Melanie Weatherall, a 50-year-old nurse who wore a blue sequined dress with BIDEN in sparkly letters across the back, refused to realign to another candidate when he was not viable.

“Nobody else can beat Trump,” she said. “They said we should go to Amy, but what is the point? They’re going to mess it up when they can’t beat Trump.”

In the end, Ms. Klobuchar picked up the vast majority of Biden supporters here — adding 31 to her total in the realignment. Her new supporters included Ms. Schempp, the Biden precinct captain, and Greg McCabe, a 76-year-old retiree who said Ms. Klobuchar was his second choice all along.

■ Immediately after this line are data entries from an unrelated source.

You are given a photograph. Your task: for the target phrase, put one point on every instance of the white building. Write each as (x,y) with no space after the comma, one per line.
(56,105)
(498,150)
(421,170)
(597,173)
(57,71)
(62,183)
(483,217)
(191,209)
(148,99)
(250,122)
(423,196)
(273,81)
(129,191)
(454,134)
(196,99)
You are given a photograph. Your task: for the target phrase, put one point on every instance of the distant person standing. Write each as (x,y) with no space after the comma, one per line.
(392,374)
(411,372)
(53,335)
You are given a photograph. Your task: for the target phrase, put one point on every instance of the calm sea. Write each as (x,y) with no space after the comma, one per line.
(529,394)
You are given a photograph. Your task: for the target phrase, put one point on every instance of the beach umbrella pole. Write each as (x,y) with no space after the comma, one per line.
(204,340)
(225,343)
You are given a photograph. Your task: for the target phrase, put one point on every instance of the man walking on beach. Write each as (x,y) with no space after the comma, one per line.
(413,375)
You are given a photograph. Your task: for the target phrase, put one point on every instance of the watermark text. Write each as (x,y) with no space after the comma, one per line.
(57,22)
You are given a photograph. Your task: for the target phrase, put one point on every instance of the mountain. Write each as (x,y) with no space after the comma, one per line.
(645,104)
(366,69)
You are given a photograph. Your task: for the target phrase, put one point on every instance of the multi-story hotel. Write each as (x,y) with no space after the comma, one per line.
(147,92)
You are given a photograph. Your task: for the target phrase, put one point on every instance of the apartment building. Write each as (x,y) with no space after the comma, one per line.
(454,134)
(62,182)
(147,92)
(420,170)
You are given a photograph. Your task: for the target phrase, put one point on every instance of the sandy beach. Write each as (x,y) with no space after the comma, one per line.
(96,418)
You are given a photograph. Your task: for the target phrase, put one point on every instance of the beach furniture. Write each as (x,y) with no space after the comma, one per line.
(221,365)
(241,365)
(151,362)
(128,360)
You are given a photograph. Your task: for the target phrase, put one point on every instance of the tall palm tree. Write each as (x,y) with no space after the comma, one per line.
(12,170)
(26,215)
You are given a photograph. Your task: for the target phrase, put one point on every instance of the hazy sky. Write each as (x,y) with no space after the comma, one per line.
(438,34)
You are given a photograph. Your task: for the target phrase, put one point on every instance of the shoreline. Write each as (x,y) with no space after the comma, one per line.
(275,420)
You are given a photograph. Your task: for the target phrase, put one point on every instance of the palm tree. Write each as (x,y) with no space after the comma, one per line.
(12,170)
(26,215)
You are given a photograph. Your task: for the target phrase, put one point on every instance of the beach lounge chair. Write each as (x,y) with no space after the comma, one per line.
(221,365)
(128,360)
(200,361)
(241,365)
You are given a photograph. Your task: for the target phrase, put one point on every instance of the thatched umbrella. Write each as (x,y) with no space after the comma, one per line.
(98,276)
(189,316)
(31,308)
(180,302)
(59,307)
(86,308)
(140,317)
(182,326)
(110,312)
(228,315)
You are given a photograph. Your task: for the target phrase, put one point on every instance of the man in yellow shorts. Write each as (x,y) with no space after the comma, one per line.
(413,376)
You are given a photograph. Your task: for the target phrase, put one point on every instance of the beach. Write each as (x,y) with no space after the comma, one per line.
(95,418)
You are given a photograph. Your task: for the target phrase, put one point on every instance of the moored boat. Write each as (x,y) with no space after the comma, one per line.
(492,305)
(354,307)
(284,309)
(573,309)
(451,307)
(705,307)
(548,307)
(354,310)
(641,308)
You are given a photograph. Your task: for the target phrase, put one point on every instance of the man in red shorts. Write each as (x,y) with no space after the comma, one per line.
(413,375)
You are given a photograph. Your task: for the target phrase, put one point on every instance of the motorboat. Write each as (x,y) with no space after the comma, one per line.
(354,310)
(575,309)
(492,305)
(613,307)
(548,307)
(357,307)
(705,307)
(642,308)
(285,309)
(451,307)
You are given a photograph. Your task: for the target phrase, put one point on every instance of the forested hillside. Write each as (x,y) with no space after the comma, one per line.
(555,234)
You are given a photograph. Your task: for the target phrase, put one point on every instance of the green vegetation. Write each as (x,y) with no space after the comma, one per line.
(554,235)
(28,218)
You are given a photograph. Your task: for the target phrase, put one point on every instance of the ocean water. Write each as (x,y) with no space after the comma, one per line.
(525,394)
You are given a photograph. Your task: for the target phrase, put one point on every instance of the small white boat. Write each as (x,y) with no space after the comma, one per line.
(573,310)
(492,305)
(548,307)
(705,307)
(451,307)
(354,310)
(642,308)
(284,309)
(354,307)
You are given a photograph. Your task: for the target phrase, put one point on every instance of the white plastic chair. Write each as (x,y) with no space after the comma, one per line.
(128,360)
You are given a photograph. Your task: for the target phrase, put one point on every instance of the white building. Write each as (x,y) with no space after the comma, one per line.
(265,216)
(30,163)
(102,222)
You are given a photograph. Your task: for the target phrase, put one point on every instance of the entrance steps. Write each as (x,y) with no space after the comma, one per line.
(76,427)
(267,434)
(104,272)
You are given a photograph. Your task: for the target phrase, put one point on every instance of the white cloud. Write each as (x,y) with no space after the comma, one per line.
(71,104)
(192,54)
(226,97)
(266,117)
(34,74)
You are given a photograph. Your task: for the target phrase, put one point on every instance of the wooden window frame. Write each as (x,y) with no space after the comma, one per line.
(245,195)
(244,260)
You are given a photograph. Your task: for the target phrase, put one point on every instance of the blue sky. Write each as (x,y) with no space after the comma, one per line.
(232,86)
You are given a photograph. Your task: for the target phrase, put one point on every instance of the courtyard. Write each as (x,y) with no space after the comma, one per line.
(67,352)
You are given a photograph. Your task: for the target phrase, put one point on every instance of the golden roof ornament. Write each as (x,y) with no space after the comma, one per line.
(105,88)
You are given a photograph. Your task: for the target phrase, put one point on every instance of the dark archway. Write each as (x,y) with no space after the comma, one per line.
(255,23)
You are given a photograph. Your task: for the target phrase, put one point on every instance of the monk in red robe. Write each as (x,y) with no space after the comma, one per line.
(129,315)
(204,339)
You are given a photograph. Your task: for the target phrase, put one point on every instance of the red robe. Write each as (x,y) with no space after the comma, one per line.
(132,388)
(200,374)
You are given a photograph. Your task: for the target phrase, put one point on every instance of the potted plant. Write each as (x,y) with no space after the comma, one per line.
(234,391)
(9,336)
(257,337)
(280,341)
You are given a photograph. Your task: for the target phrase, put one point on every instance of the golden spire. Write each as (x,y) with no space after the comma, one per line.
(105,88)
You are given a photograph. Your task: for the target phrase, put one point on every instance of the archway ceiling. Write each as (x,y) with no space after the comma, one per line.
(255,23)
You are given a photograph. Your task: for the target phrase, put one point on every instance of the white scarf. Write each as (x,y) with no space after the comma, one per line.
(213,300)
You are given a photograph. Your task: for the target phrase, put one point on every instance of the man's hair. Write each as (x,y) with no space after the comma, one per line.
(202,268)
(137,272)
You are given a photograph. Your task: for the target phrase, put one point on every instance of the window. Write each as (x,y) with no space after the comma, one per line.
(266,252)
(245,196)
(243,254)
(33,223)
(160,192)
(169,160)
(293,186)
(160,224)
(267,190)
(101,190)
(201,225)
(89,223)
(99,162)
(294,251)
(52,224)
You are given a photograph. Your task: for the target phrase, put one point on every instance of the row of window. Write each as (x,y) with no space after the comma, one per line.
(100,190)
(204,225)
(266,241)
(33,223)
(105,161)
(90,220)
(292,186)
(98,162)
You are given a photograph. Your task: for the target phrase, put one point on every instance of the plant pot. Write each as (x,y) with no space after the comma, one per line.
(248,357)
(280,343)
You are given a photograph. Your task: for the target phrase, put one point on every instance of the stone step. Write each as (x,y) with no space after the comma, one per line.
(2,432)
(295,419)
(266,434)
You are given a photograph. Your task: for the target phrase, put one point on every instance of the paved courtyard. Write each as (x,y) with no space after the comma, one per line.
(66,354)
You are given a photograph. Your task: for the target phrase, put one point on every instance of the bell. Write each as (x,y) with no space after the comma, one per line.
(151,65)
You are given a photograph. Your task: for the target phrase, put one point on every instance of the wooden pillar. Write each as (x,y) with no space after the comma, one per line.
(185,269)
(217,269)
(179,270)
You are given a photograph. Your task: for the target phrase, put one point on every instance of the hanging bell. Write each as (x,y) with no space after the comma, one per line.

“I like Amy’s integrity,” he said. “I only backed Biden because I thought he would be better at foreign relations.”

Ms. Klobuchar’s 106 supporters were more than enough to win the precinct. Mr. Sanders, who had the most after the first alignment, placed second with 83, followed by Mr. Buttigieg with 81 and Ms. Warren, who did not win any new supporters in the realignment. She finished with 59.

A few hours later, Ms. Klobuchar appeared at the Des Moines Marriott before supporters. There were no caucus results to be celebrated, or explained, or mourned, given the state party’s problems with reporting the data. Instead, like several other presidential candidates, she couched her Iowa finish as a surprise.

“We know one thing — we are punching above our weight,” Ms. Klobuchar said. “Somehow, some way, I’m going to get on a plane tonight to New Hampshire, and we are bringing this to New Hampshire.”